Although there hasn’t been a carbon monoxide fatality in the city in two years, so far in 2015 the department has responded to 340 carbon monoxide incidents, up from 241 during all of 2014, said Executive Fire Chief Clifford Gilliam.
The reason for the rise remains unclear, Gilliam said, but he speculated it could be due to rising public awareness of the colorless, odorless, deadly gas.
“It could be that more people have the carbon monoxide alarm, which is why we’re responding to more incidents, but we don’t have a solid handle on it yet” Gilliam said.
Sources of carbon monoxide include heaters, fireplaces and portable generators.

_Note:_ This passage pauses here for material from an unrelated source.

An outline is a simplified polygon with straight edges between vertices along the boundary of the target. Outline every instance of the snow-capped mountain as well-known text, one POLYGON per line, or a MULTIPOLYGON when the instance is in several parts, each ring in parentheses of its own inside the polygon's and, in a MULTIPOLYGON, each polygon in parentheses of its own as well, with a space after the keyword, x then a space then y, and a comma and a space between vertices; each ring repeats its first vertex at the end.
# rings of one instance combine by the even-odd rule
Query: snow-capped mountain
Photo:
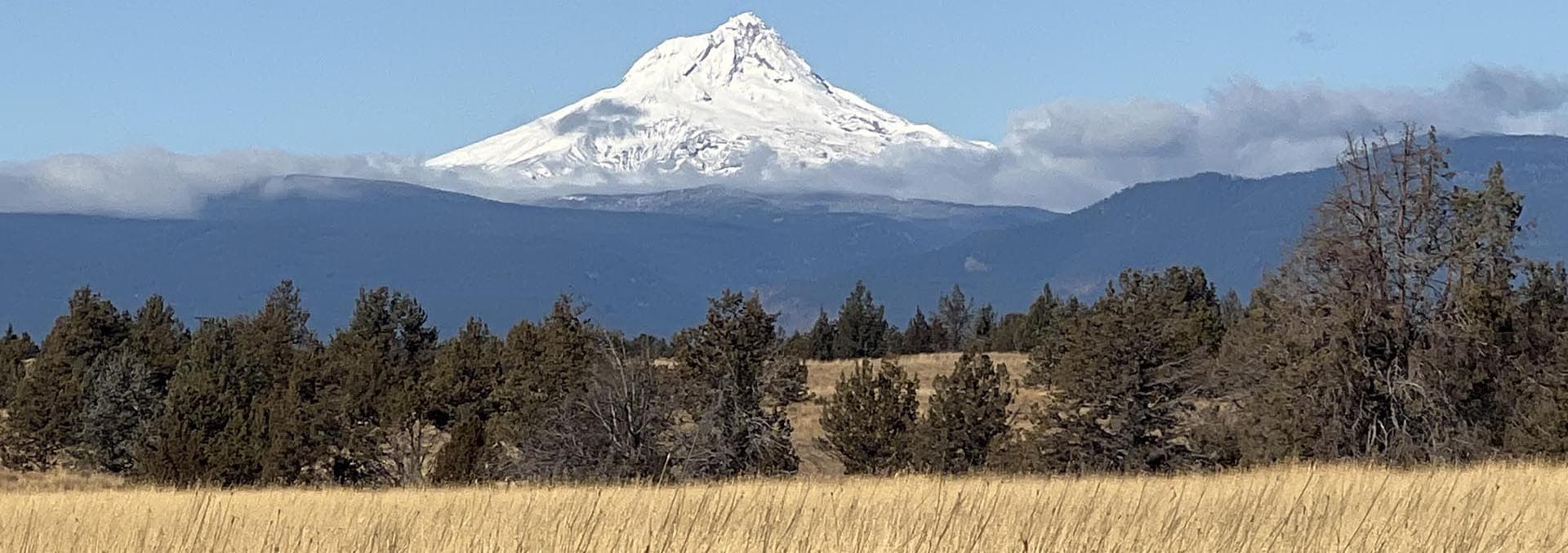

In January 2009, the city enacted its Carbon Monoxide Alarm Law, which requires that all one- and two-family homes have carbon monoxide detectors installed. In December 2013, the state enacted its Carbon Monoxide Alarm Standards Act, which requires that all apartment buildings also have alarms installed.
The state allowed property owners 18 months to comply with the new law, so this winter marks the first heating season that all homes in Philadelphia will be required to have a carbon monoxide detector, Gilliam said.
Alarms must be installed within 15 feet of every sleeping area to be in compliance with the laws.